5.8 We were grateful to the Information Commissioner for his detailed consideration of the data protection issues raised by the proposal. We agreed with those views and asked the Minister for her views, in due course, on these comments.

The note by Sweden

5.9 The note by Sweden (document (c)) sets out a list of types of information or sources of information to which law enforcement bodies may need access in order successfully to detect, prevent and investigate criminal offences. Sweden has prepared the list to illustrate the kinds of information which might be exchanged under the proposed Framework Decision. The Presidency asked the Member States on 6 December 2004 to consider, in respect of each item on the list, whether the information is already available to, or may be obtained by, domestic law enforcement authorities without the involvement of the judicial authorities, or whether judicial authorisation, possibly involving coercive measures, is required.

5.10 The list refers to a wide range of registers including criminal records, criminal intelligence registers, missing persons registers and registers relating to photographs, fingerprints, DNA samples, firearms, passports, driving licences, identity cards and data on vehicles, aircraft and vessels. The list also refers to information which is derived from investigations, such as statements by persons co-operating with law enforcement agencies, statements by undercover agents and statements by suspects, witnesses and experts. Also included in the list is information derived from searches of premises, the interception of communications and covert surveillance, crime scene investigations, and the monitoring of telecommunications, including communications data generated by IT systems and handled by telecoms operators and internet service providers. The list also refers to financial information, such as reports of unusual or suspicious money transactions and information held by banks and financial institutions.

The Government's view

5.11 In her Explanatory Memorandum of 15 December 2004, the Parliamentary Under-Secretary of State at the Home Office (Caroline Flint) explains that the Government is consulting interested parties on the list prepared by Sweden with a view to answering the Presidency's request. The Minister comments as follows:

    "Insofar as the purpose of the inquiry is to consider the extent to which information might be exchanged through law enforcement channels rather than by way of mutual legal assistance, the Government wishes to adopt a flexible approach aimed at ensuring speedy and effective cooperation with EU partners. But the range of information on the list in [document (c)] underscores the importance of ensuring that there are adequate data protection and other civil liberties and public interest safeguards. The Government will also need to consider whether information already obtained for domestic purposes through coercive measures such as production orders and search warrants could be exchanged with partners abroad within the terms on which the coercive powers were granted. On present expectations, the Framework Decision will not require changes to domestic legislation, but if this assessment changes, the scrutiny committees will be informed accordingly."

Conclusion

5.12 We shall look forward to a fuller account by the Minister of the United Kingdom's response to the Presidency's request. It appears to us that a number of items on the list prepared by Sweden concern information which is obtained by coercive measures. A number of them also appear to involve the interception of telecommunications, whereas we understood from the Minister's letter to us of 26 August 2004 that the UK intended to suggest that this should remain outside the scope of this Framework Decision.

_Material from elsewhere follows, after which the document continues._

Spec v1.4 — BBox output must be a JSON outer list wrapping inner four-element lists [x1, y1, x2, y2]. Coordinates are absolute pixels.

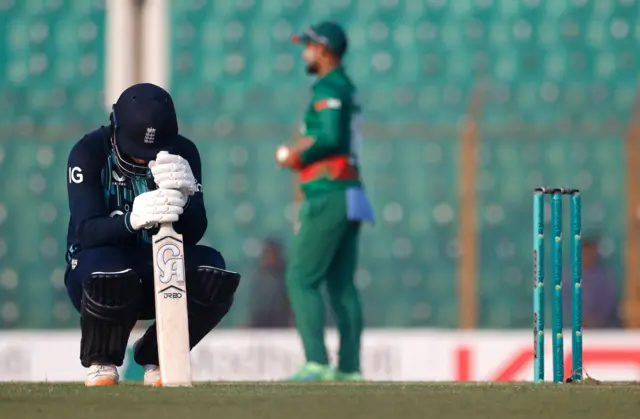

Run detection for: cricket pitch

5.13 We welcome the Minister's emphasis on the importance of ensuring adequate data protection, civil liberties and public interest safeguards as regards the exchange of information under this proposal. We shall look forward to an explanation by the Minister of how these concerns are being met, and of the extent to which domestic law in the various parts of the United Kingdom would permit the disclosure to other Member States of information which is obtained by means of coercive measures.

5.14 We shall hold the documents under scrutiny pending the Minister's reply.